Donald Trump would have no chance in a war of words against an articulate, cogent communicator. It’s partly because he has a poor vocabulary. You can’t have a good vocabulary if you don’t read lots of sophisticated, non-fiction books. Just notice how many times Donald Trump says the same words over and over again, and words that are low on the totem pole for their sophistication. And he constantly makes superlative statements about subjects he knows little or nothing about which often are way off the mark of truthfulness. Then, of course, there is his constantly downright lying.
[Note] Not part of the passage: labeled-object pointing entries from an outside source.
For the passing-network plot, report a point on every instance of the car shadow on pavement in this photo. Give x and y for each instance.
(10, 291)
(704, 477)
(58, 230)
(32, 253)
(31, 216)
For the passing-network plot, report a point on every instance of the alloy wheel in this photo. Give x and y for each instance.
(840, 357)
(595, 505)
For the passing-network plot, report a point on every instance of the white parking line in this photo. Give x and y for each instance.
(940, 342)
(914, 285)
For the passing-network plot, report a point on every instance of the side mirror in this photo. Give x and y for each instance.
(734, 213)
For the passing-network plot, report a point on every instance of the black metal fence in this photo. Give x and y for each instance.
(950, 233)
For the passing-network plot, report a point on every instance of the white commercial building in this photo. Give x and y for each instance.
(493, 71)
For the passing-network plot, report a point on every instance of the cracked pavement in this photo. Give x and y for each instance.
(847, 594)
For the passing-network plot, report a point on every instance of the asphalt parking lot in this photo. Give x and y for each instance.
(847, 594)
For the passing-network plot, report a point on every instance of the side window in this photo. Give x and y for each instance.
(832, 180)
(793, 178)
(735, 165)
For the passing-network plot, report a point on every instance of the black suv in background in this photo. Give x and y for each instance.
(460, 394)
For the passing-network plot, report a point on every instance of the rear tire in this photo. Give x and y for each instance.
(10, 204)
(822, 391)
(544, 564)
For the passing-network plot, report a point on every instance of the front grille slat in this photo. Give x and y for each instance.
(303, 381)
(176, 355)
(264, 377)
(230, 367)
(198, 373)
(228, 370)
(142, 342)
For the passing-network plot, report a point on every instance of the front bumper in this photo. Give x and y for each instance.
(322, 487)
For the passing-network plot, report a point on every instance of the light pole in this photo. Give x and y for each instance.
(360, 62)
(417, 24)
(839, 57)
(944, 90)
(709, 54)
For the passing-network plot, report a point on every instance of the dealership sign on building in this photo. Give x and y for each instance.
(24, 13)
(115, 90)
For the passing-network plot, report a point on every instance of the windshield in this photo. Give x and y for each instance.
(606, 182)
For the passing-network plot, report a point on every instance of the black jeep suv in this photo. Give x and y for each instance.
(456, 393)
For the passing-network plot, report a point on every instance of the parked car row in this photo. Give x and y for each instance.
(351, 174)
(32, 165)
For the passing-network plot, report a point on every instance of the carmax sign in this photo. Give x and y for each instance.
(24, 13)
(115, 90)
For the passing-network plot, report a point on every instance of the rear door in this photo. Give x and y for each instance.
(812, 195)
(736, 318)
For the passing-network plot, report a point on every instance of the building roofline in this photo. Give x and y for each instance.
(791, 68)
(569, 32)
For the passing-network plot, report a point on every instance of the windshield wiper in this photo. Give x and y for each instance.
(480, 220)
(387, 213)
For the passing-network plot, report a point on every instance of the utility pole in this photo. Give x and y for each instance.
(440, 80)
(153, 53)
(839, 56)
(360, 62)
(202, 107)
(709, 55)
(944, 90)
Spiro Agnew was a WWII Bronze Star hero who fought at the Battle of the Bulge. He afterwards became a lawyer and then the governor of Maryland. After that, Agnew became President Richard Nixon’s vice president. Nixon often called upon the rhetorical Spiro to lob some spiral curve balls in speeches against Nixon foes. It’s because Mr. Agnew gained a reputation for successfully defeating the opposition in argument. If Chuck Colson was Nixon’s hatchet man, Spiro Agnew was his sumarai swordsman. Agnew had some choice expressions that are well remembered, such as his calling elite intellectuals “supercilious sophisticates.” And he also castigated some political rivals as “the nattering nabobs of negativism.”
Since Trump likes to play golf, I’ll use a golf metaphor. In debate, Spiro Agnew would have demolished Trump in an 18 hole matchplay argument “ten down with eight holes to play.” That is, Agnew would have won every hole until Trump was closed out.
PS: But I’ll give it to The Donald that he is a good golfer, much better than Spiro Agnew was. One year I watched Vice President Spiro Agnew tee off with Bob Hope on the par four first hole at the PGA Tour’s Bob Hope Desert Classic in Palm Springs, California. He crunched a nabob, or was it a nabomb? It was some sort of shank with a wood club (which is just about impossible) that could have injured someone in the large gallery lining the fairway. If he wasn’t too embarrassed, I’m sure Mr. Agnew–who later pleaded guilty to one count of tax evasion and then went into seclusion the rest of his life, dying in 1996–would have had some choice words for that rather unsophisticated shot. If not, the master comedian Bob Hope surely did.